Chapter 3 of
A Little Princess by
Frances Hodgson Burnett
On that first morning, when Sara sat at Miss Minchin's side,
aware that the whole schoolroom was devoting itself to observing her,
she had noticed very soon one little girl, about her own age,
who looked at her very hard with a pair of light, rather dull,
blue eyes. She was a fat child who did not look as if she were
in the least clever, but she had a good-naturedly pouting mouth.
Her flaxen hair was braided in a tight pigtail, tied with a ribbon,
and she had pulled this pigtail around her neck, and was biting
the end of the ribbon, resting her elbows on the desk, as she stared
wonderingly at the new pupil. When Monsieur Dufarge began to speak
to Sara, she looked a little frightened; and when Sara stepped
forward and, looking at him with the innocent, appealing eyes,
answered him, without any warning, in French, the fat little girl
gave a startled jump, and grew quite red in her awed amazement.
Having wept hopeless tears for weeks in her efforts to remember
that "la mere" meant "the mother," and "le pere," "the father,"--
when one spoke sensible English--it was almost too much for her
suddenly to find herself listening to a child her own age who seemed
not only quite familiar with these words, but apparently knew any
number of others, and could mix them up with verbs as if they were
mere trifles.
She stared so hard and bit the ribbon on her pigtail so fast that she
attracted the attention of Miss Minchin, who, feeling extremely
cross at the moment, immediately pounced upon her.
"Miss St. John!" she exclaimed severely. "What do you mean by
such conduct? Remove your elbows! Take your ribbon out of your mouth!
Sit up at once!"
Upon which Miss St. John gave another jump, and when Lavinia and Jessie
tittered she became redder than ever--so red, indeed, that she almost
looked as if tears were coming into her poor, dull, childish eyes;
and Sara saw her and was so sorry for her that she began rather
to like her and want to be her friend.

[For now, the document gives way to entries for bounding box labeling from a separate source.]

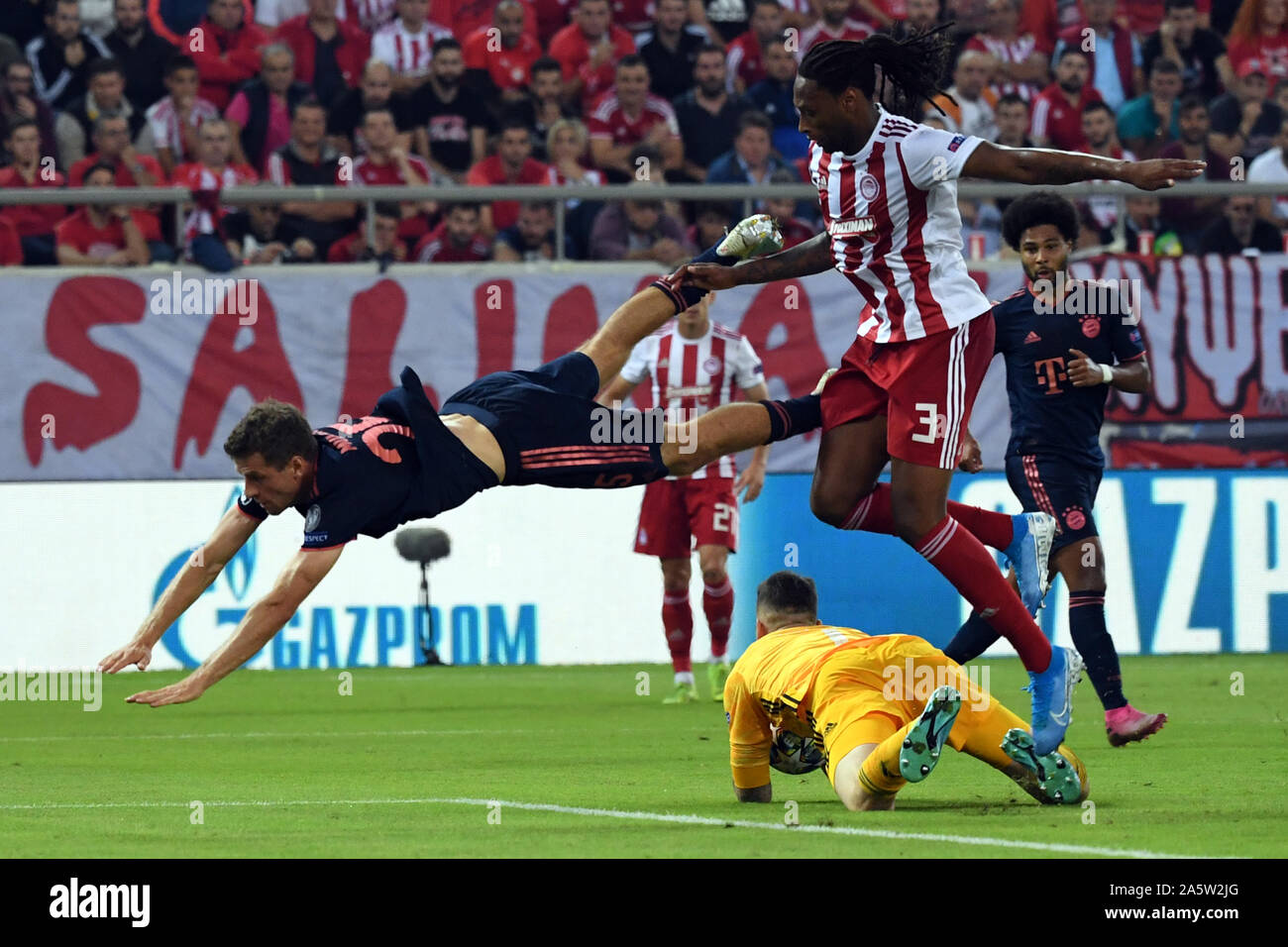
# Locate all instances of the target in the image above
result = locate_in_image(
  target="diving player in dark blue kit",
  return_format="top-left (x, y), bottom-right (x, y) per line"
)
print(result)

It was a way of hers
always to want to spring into any fray in which someone was made
uncomfortable or unhappy.
"If Sara had been a boy and lived a few centuries ago,"
her father used to say, "she would have gone about the country
with her sword drawn, rescuing and defending everyone in distress.
She always wants to fight when she sees people in trouble."
So she took rather a fancy to fat, slow, little Miss St. John,
and kept glancing toward her through the morning. She saw that
lessons were no easy matter to her, and that there was no danger
of her ever being spoiled by being treated as a show pupil.
Her French lesson was a pathetic thing. Her pronunciation made
even Monsieur Dufarge smile in spite of himself, and Lavinia and
Jessie and the more fortunate girls either giggled or looked at her
in wondering disdain. But Sara did not laugh. She tried to look
as if she did not hear when Miss St. John called "le bon pain,"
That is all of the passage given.